By Lauren Crum  Email Lauren

Some accountants compare a business’s budget to a roadmap or GPS directions. They use this analogy because your budget guides you towards your goals. If you don’t have a budget, your business probably won’t get to where you aspire it to be.

Now is the time to create your budget for 2016. The first step is to estimate your revenue for the coming year. The easiest way to do this is to take your sales from 2015 and incorporate price increases and trends you expect to encounter in 2016. The estimate you develop will be your target revenue for the year. It should be ambitious but also realistically achievable.  

The next step is to project your operating costs. These can be pulled directly from your profit and loss statements (P&Ls). Costs are either fixed, variable or semi-variable. Fixed costs will remain the same whether sales rise or fall so they are the easiest to incorporate in your budget. Some examples of fixed costs are rent, depreciation, and insurance.

Variable costs are completely dependent on sales. Some examples are royalties, labor costs and manufacturing costs. You can calculate these costs as a percentage of prior year sales when creating your new annual budget.

Semi-variable costs are fixed to some degree, but also increase with sales. An example of this is overtime pay. Semi-variable costs are the hardest of all the expenses to project so it’s a good rule of thumb to always be conservative when estimating.

Once you subtract your projected operating expenses from your estimated sales, you’ll arrive at your projected profits for the year. With these estimates, you can plan for the coming year and make important decisions like whether you can purchase new equipment, move to a bigger location, add staff, or give your employees bonuses or raises.

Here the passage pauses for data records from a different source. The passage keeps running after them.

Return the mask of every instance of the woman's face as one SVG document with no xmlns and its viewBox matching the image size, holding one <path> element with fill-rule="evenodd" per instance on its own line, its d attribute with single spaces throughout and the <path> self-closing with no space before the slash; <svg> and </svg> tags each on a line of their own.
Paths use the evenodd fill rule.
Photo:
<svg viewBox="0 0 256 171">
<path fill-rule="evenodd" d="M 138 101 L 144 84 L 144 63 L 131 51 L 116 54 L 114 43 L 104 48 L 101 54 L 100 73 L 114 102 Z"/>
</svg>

A budget should be created at least every year. Most budgets are divided into 12 months and have blank columns next to your estimates that can be filled in with actual results as the year progresses. You may want to consult an accountant when preparing a budget or you can attempt it yourself using software or online resources (Microsoft offers a number of resources for creating a budget). Just remember that it's important to use realistic figures and make adjustments throughout the year.